ムギ巡査がお疲れモードで夜はぐっすり寝ている
我が家にいる柴犬のムギは、お昼はいつも娘たちが学校へいってる間、アヤの部屋のベッドに横たわり、ぐうたら寝ていた。
お昼くらいになってバックヤードへ放してやろうと起こしにいっても、スースーと寝息をたてていて、スナックを見せつけるまで、なかなか起きない。
ところが、つい先週末ごろ、お隣に猫がやってきたらしい。そして、その日からムギが活発になったのだ。

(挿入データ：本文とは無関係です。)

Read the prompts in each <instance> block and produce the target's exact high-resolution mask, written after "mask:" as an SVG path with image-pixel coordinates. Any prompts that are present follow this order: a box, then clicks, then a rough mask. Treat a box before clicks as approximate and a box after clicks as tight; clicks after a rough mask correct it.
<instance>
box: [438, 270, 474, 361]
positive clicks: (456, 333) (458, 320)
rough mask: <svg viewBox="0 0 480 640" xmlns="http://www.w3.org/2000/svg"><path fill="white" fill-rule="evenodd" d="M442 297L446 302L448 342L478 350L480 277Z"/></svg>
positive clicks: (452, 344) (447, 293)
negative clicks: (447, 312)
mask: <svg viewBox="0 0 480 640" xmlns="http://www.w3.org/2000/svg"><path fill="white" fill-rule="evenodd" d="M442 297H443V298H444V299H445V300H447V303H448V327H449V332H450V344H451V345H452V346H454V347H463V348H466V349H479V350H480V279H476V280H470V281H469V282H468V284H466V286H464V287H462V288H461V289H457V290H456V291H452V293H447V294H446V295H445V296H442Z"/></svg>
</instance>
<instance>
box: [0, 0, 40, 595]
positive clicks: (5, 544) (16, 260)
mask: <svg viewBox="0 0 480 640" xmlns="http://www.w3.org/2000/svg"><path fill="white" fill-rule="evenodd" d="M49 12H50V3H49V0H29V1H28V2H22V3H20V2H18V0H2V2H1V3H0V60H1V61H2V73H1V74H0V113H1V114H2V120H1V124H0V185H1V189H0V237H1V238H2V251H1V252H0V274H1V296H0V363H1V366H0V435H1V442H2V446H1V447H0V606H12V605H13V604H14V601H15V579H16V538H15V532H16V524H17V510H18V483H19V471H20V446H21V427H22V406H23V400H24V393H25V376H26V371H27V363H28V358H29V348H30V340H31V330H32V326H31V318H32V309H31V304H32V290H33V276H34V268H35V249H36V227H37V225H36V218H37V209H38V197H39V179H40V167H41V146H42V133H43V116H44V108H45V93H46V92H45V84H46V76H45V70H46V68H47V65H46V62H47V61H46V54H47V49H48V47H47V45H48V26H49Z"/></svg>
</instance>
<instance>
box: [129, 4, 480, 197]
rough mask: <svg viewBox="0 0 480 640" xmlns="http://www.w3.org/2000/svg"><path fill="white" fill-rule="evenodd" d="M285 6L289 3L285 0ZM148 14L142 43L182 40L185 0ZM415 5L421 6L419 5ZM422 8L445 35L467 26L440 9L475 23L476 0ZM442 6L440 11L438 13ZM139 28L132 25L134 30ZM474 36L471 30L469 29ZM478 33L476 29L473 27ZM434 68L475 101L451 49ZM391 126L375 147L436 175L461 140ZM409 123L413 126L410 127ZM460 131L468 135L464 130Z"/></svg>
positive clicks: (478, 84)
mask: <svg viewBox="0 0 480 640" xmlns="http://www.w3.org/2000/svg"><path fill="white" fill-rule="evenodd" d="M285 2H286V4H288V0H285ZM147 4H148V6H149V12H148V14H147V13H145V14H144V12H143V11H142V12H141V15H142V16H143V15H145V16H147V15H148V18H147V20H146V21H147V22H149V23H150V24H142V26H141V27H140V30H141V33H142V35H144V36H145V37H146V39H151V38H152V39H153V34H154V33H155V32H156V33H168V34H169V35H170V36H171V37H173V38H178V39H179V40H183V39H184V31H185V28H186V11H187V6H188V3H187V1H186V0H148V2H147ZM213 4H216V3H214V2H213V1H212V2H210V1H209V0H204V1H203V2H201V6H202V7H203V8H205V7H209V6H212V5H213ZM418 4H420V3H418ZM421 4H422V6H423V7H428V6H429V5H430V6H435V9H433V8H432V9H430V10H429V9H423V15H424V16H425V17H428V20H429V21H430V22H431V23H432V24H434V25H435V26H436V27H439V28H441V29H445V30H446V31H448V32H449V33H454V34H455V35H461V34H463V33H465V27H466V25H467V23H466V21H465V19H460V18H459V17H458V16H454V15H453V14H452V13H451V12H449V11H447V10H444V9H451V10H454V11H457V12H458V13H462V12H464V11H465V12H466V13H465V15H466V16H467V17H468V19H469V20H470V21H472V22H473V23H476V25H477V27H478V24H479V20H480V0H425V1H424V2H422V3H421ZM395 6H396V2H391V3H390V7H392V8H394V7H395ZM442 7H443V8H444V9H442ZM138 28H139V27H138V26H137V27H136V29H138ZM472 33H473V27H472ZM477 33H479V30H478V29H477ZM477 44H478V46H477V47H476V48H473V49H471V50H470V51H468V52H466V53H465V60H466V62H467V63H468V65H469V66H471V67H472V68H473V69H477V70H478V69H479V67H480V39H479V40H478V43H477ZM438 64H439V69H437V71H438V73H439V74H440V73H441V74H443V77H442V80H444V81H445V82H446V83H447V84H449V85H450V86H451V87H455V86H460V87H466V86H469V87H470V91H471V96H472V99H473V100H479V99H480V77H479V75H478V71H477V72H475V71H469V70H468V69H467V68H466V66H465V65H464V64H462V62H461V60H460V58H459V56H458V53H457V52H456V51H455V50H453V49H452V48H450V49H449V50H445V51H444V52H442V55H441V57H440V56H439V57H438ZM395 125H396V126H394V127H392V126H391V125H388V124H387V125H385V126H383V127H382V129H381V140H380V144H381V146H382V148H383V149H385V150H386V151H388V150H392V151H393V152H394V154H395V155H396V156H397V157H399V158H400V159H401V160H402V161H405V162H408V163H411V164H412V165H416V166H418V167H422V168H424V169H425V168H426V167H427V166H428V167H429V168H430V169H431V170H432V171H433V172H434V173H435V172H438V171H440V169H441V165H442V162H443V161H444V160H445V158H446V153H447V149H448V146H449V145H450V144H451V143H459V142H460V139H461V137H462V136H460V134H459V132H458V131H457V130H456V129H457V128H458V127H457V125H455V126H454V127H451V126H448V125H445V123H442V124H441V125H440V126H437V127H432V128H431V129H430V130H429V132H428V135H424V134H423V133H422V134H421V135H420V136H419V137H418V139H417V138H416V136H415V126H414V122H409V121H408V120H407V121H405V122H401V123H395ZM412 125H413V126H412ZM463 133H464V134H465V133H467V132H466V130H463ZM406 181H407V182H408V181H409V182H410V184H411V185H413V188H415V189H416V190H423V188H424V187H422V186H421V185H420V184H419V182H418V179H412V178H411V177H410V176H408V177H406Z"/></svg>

きっとお隣から、猫のニオイがするのだろう、隣との間にある白い壁の下の隙間を、何度も何度ものぞいている。見たくてしょうがなくて、穴までほる始末。
まるで思春期の高校生が女風呂や女子更衣室を、壁をよじ登ったりして、のぞこうとするくらい猛烈な勢いなのである。
そして夜になって、家に入ってアヤの部屋でベッドに横たわっていてでさえ、いたたまれぬようで、キュンキュンと数日間は声をあげ、「外へ出せ」とムギが訴えた。
バックヤード側のドアを開けると同時に、一目散に駆けだし、お隣の壁の下へ鼻をやってクンクン嗅ぎ、右側のほうの壁の下の隙間からクンクン嗅ぎ、左側、中央、クンクン嗅ぎ。
クルクルとあっちへいったりこっちへ行ったり、アイロボットの掃除機よりもまんべんなく移動しているではないか。
ようやく4日目が過ぎた頃には、まずは隙間をあちこち嗅いだ後、刑事のように、穴の近くの雑草(我が家は芝生ではなく、雑草である)の上で、じ〜っと昼間から座りこんで、張り込みをやるようになった。
「猫が来るわけないのに、ムギは刑事みたいに張り込みしてるんだけど。笑えるよね。もはやムギ巡査やね。ドーナツでも差し入れしてあげようか。」とアヤに言う私。
「クレイジーすぎるよね。毎日、この調子で張り込みしてるからか、夜はぐったりしてるんだもん。」
「今朝も、いつもなら、ご飯ちょうだいって感じで、私がキッチンにいると、立ってこっちを見てるのに、ぐったりしてリビングのベッドにいたんだよね。」と私。二人で大笑いしていた。
先日は、お隣に誰もいないときに、レイが隣の猫を見たという。猫は、勝手に外へ出てきてたのだろう、家のフロントヤードのほうへいたらしい。
「家のフロントヤードの玄関のほうから、家に猫が入ろうとしたから、さっと入ってドアを閉めたよ。その後は、猫がどうしたのか知らない。外猫なのかな?」
「どんな猫だったの?」
「グレイヘアの猫。」
「どんな種類?」
「知らないよ。猫に詳しくないから。毛足は長かったって思う。」
「家猫じゃなくて、外にも出してるんだったらちょっと困るよね。それでも、家のバックヤードに来たんじゃなくてよかったね。バックヤードだったら、ムギに噛み殺されてるかもしれない。。。
怖すぎる。お隣の人にも、猫は家のバックヤードへ入れないように注意しておいたほうがいいかもだよ。」
「そうだね。」とはいえ、注意したからといって、猫が言うことをきくわけもないが。。。
「そうだねって簡単に言ってるけど、マジでムギは、バックヤードへ入ってきた仔ウサギを庭で殺したじゃないの。お隣に注意しておいたほうがいいよね。」
いつもお隣は仕事で忙しいようで、朝は5時に出ていって、夜はおそくまで誰もいない。
ムギ巡査の張り込みはいいけど、お隣の猫ちゃんがムギ巡査に捕まらないことを願うばかりである。
しょっぴかれて、取り調べのカツ丼のご馳走もないまま、有無を言わさず処刑台行きになるぜ。